Zarówno dzieci jak i sami nauczyciele z utęsknieniem wyczekują już powrotu do szkolnych ławek. Nie mówiąc już o rodzicach, którzy też wypatrują polepszenia sytuacji. Minister Edukacji i Nauki Przemysław Czarnek podał termin.

Jak wiemy już od 19 października szkoły ponadpodstawowe przeszły na nauczanie zdalne, Tydzień później w ślad za nimi na ten system przeszli uczniowie klas 4-8 klasy podstawowej. Jako ostatnie na nauczanie zdalne przeszły klasy 1-3 szkoły podstawowej, o które dyskusji było najwięcej. Wówczas, kiedy rząd ogłaszał zmiany w systemie nauczania zapowiadano wstępnie, iż ma to potrwać dwa tygodnie.

Ciekawym jest fakt, że Czarnek nie porusza w ogóle tematu studentów. Sprawą oczywistą jest, że uczelnie działają na swoich zasadach. O wprowadzonym trybie nauczania decydują władze danego uniwersytetu lub szkoły wyższej. Nie da się jednak nie zauważyć jak wymijająco traktują ten temat rządzący. Warto dodać, że Czarnek został powołany na stanowisko zaledwie miesiąc temu. Jego poprzednik także nie kwapił się do poruszenia tematu studentów.
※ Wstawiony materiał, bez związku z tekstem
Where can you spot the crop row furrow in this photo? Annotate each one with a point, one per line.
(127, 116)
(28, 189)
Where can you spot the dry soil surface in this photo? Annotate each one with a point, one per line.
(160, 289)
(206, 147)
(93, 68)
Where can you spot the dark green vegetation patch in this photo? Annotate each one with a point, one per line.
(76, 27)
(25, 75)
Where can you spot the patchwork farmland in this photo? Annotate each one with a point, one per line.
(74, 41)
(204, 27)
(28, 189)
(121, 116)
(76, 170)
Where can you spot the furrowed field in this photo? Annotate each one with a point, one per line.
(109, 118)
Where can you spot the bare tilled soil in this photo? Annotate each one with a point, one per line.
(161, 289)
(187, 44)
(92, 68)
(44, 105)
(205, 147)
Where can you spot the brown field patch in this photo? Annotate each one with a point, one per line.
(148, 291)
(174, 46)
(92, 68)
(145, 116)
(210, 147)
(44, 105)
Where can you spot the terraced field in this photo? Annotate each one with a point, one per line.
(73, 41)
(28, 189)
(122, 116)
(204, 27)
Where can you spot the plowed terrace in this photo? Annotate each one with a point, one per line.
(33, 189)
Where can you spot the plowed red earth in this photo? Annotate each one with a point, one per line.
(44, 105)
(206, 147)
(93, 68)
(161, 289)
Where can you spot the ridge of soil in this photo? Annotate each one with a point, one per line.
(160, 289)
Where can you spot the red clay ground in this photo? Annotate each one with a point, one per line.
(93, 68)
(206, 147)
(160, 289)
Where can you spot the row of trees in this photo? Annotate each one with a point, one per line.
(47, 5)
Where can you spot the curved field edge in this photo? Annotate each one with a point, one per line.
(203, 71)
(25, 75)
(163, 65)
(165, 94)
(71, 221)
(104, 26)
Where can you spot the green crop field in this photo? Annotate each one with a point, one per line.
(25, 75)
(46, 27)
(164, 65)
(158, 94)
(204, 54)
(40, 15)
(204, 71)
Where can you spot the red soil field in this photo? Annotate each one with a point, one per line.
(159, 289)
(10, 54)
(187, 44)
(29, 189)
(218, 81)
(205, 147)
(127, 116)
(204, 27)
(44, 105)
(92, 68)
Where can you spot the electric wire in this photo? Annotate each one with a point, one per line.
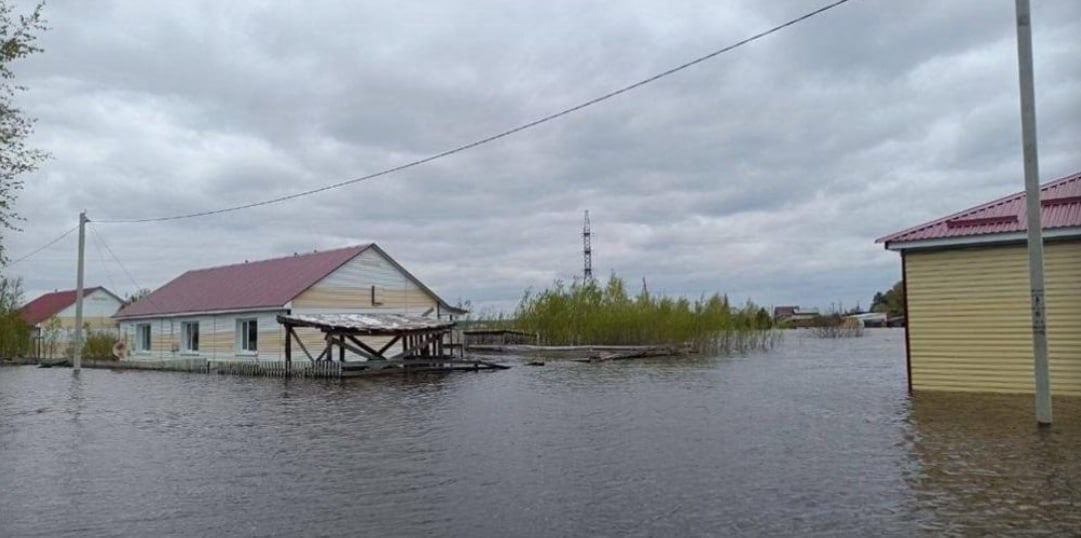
(101, 257)
(494, 137)
(115, 258)
(42, 247)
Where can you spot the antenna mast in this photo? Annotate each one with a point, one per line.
(587, 273)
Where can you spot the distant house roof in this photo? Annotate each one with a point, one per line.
(51, 304)
(1059, 200)
(252, 285)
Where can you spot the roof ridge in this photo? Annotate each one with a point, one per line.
(986, 205)
(359, 246)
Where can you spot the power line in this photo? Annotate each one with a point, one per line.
(494, 137)
(101, 257)
(115, 258)
(42, 247)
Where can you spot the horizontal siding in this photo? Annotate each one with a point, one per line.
(349, 290)
(970, 321)
(217, 337)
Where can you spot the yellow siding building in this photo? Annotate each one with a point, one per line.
(229, 312)
(968, 298)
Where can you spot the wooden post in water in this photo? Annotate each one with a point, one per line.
(1035, 223)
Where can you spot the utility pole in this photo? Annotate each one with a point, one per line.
(77, 361)
(1032, 206)
(587, 250)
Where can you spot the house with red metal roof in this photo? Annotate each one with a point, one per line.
(51, 317)
(229, 312)
(968, 297)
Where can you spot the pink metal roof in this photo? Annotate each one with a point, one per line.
(50, 304)
(1059, 200)
(250, 285)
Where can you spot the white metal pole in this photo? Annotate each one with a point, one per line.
(1033, 207)
(78, 293)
Przemysław Czarnek zapowiada. Padł konkretny termin

Podczas wczorajszej konferencji prasowej Czarnek zapowiedział, iż nawet, jeśli zapadnie ostateczna decyzja o powrocie do szkół, będzie to zrobione stopniowo. Można się spodziewać, że pierwsze wrócą do szkolnych ławek klasy 1-3. Sam minister podkreślił, iż to właśnie najmłodsi cierpią najbardziej z powodu lekcji zdalnych. „W tych klasach nauczanie zdalne jest siłą rzeczy najmniej efektywne. Ci uczniowie potrzebują dziś najszybszego powrotu do nauczania stacjonarnego” – ocenił.

Podczas czwartkowej konferencji Minister Edukacji odpowiedział na wstępny termin powrotu do szkół na 29 listopada.
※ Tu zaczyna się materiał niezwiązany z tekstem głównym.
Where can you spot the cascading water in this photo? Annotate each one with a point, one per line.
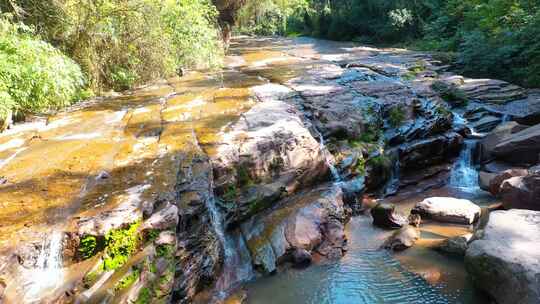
(392, 186)
(329, 159)
(47, 274)
(464, 175)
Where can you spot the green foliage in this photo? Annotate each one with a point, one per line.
(396, 116)
(120, 245)
(34, 76)
(450, 93)
(166, 251)
(128, 280)
(123, 43)
(145, 296)
(87, 247)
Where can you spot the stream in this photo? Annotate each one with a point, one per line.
(367, 274)
(128, 146)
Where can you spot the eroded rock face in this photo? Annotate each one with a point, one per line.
(521, 148)
(306, 223)
(497, 180)
(267, 154)
(384, 216)
(500, 133)
(504, 261)
(521, 192)
(448, 209)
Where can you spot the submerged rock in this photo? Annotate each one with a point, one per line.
(406, 236)
(504, 262)
(521, 192)
(448, 209)
(455, 245)
(384, 216)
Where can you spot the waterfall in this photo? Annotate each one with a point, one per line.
(328, 158)
(47, 274)
(464, 175)
(392, 186)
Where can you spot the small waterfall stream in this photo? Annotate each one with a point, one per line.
(464, 175)
(47, 274)
(329, 159)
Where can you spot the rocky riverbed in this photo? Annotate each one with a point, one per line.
(186, 189)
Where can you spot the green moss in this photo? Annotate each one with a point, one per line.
(145, 296)
(120, 245)
(128, 280)
(450, 93)
(396, 117)
(242, 176)
(87, 247)
(360, 166)
(91, 277)
(151, 235)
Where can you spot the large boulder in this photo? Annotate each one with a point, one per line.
(307, 222)
(500, 133)
(484, 179)
(267, 154)
(498, 179)
(385, 216)
(448, 209)
(505, 260)
(426, 152)
(521, 192)
(522, 147)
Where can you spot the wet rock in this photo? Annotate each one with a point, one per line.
(301, 258)
(484, 179)
(406, 236)
(500, 133)
(268, 149)
(521, 147)
(352, 193)
(504, 261)
(521, 192)
(498, 179)
(455, 245)
(165, 218)
(486, 123)
(525, 111)
(310, 221)
(384, 216)
(491, 91)
(166, 238)
(448, 209)
(434, 150)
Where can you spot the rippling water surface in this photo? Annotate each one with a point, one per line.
(369, 275)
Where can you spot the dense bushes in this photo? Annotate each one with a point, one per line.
(121, 43)
(34, 76)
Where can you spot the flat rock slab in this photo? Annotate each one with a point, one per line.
(448, 209)
(505, 261)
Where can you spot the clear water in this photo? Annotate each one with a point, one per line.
(464, 175)
(47, 274)
(366, 275)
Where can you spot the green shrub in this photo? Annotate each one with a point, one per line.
(120, 43)
(34, 76)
„Zobaczymy, jak będzie się wtedy układała sytuacja związana z pandemią COVID-19. Jeśli doradcy premiera Mateusza Morawieckiego z zakresu wirusologii stwierdzą, że sytuacja jest na tyle opanowana, że można dopuścić możliwość powrotu dzieci do szkół, to podejmiemy taką decyzję” – zapowiedział Czarnek.

Planowany powrót do szkół – co sądzą o tym Polacy?

W Internecie pojawiło się co najmniej kilkanaście dość dosadnych komentarzy na ten temat. Te z kolei jasno mówią o tym jakie podejście ma polskie społeczeństwo do decyzji rządu w sprawie powrotu do szkół. Tak pisali czytelnicy jednego z portalów informacyjnych:

„A za tydzień znowu zamkną, bo zachorowań przybędzie. Powstanie jeszcze większy młyn”.

„Cierpią nie uczniowie klas 1-3, tylko rządzący, bo trzeba rodzicom wypłacać opiekę nad dziećmi do 8 lat”.

„To co dzieje się w tej chwili jeśli idzie o zachorowania jest pokłosiem tego że szkoły zostały uruchomione we wrześniu”.